- Al-Nazlah
- Interactive map of Nazla نزلة
- Nazla نزلة Location in Gaza Strip
- Coordinates: 31°31′58″N 34°28′56″E﻿ / ﻿31.53278°N 34.48222°E
- Country: Palestine
- Governorate: North Gaza Governorate
- City: Jabalia
- Time zone: UTC+2 (EET)
- • Summer (DST): +3

= Nazla =

Nazla (نزلة; also spelled al-Nazlah, Nazle, Annazla or en-Nuzleh) is a Palestinian town in the Gaza Strip, in the North Gaza Governorate of the State of Palestine. It was formerly a municipality but was merged with the nearby city of Jabalia. Nazla is located a few kilometers north of Gaza City.

==History==
Nazla has been identified as the site of the Byzantine-era town of Asalea (Ασαλέα in Greek). Asalea belonged to the city of Gaza during that period. A celebrated Christian figure in Byzantine Gaza was Alaphion of Asalea who was known to be pious and was one of the early missionaries who helped spread Christianity in the area. In the 6th century Madaba Map, Asalea is marked by three towers, a gate and a segment of a wall.

===Ottoman era===
In 1863, the French explorer Victor Guérin found the village to have about 150 inhabitants.

An Ottoman village list of about 1870 showed that Nazle had 114 houses and a population of 414, though the population count included only men.

In 1883, the PEF's Survey of Western Palestine (SWP) described Nazla as a "small hamlet" and a suburb of Jabalia. To the east of Nazla was a well.

===British mandate era===
In the 1922 census of Palestine conducted by the British Mandate authorities, Nazla had a population of 694, all Muslim, increasing in the 1931 census to 944, still all Muslims, in 226 houses.

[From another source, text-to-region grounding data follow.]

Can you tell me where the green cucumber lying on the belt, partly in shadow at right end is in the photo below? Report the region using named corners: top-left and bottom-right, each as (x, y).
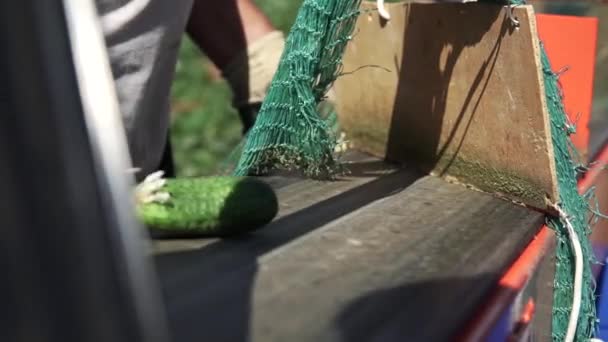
top-left (138, 176), bottom-right (278, 237)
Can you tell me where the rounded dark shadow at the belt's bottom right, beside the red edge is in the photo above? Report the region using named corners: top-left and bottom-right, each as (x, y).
top-left (335, 273), bottom-right (500, 342)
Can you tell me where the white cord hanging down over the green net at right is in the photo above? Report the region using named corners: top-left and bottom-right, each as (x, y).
top-left (553, 205), bottom-right (583, 342)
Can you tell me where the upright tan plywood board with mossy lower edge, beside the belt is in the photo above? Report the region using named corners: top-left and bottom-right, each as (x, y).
top-left (335, 3), bottom-right (557, 209)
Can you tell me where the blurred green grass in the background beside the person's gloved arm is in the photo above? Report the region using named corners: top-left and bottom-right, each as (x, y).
top-left (171, 0), bottom-right (301, 176)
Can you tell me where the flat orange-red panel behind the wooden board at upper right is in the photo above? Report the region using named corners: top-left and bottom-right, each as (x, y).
top-left (536, 14), bottom-right (598, 154)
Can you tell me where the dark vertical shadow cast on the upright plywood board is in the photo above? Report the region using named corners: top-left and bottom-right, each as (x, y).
top-left (386, 6), bottom-right (511, 176)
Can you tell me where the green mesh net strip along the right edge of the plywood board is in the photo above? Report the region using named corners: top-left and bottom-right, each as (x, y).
top-left (541, 41), bottom-right (597, 341)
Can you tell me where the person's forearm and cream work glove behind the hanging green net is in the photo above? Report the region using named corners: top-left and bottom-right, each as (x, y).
top-left (186, 0), bottom-right (285, 132)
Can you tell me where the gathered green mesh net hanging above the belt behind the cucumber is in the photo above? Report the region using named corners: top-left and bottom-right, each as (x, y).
top-left (234, 0), bottom-right (361, 177)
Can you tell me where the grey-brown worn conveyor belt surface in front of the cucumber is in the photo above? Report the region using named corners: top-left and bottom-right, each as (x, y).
top-left (154, 156), bottom-right (543, 342)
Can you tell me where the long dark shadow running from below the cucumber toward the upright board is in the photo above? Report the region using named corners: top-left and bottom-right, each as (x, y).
top-left (155, 162), bottom-right (418, 342)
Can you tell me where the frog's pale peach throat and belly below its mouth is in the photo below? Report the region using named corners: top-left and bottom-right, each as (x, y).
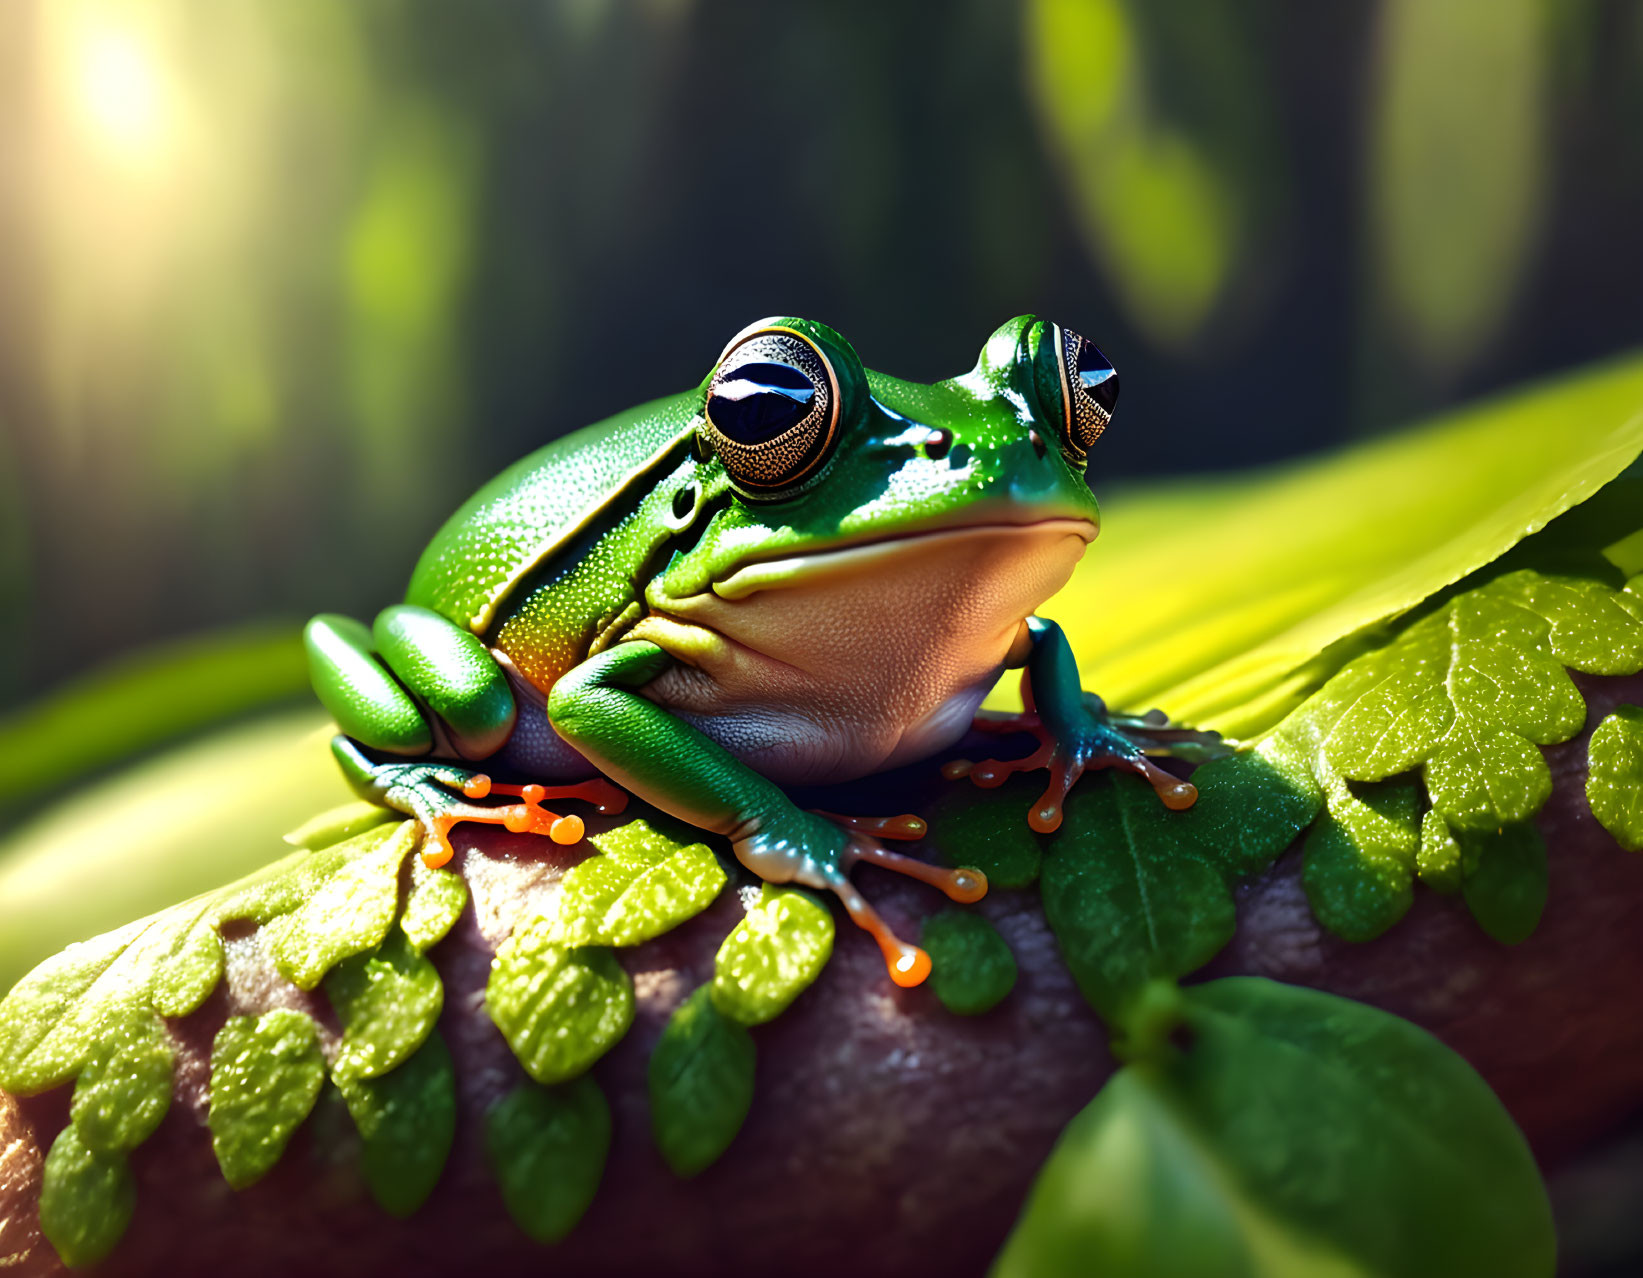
top-left (626, 519), bottom-right (1094, 785)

In the 1945 statistics Nazla had a population of 1,330, all Muslims, with 4,510 dunams of land, according to an official land and population survey. Of this, 36 dunams were for citrus and bananas, 547 for plantations and irrigable land, 1,141 used for cereals, while 24 dunams were built-up land.

===1948, and after===
During Egyptian rule following the 1948 Arab–Israeli War, Nazla was one of six localities to establish a village council to administer its affairs. Israel occupied the Gaza Strip during the 1967 Six-Day War. In the 1970s and 1980s, Israel developed building projects in Nazla, offering Palestinian refugee families subsidized rates to resettle there.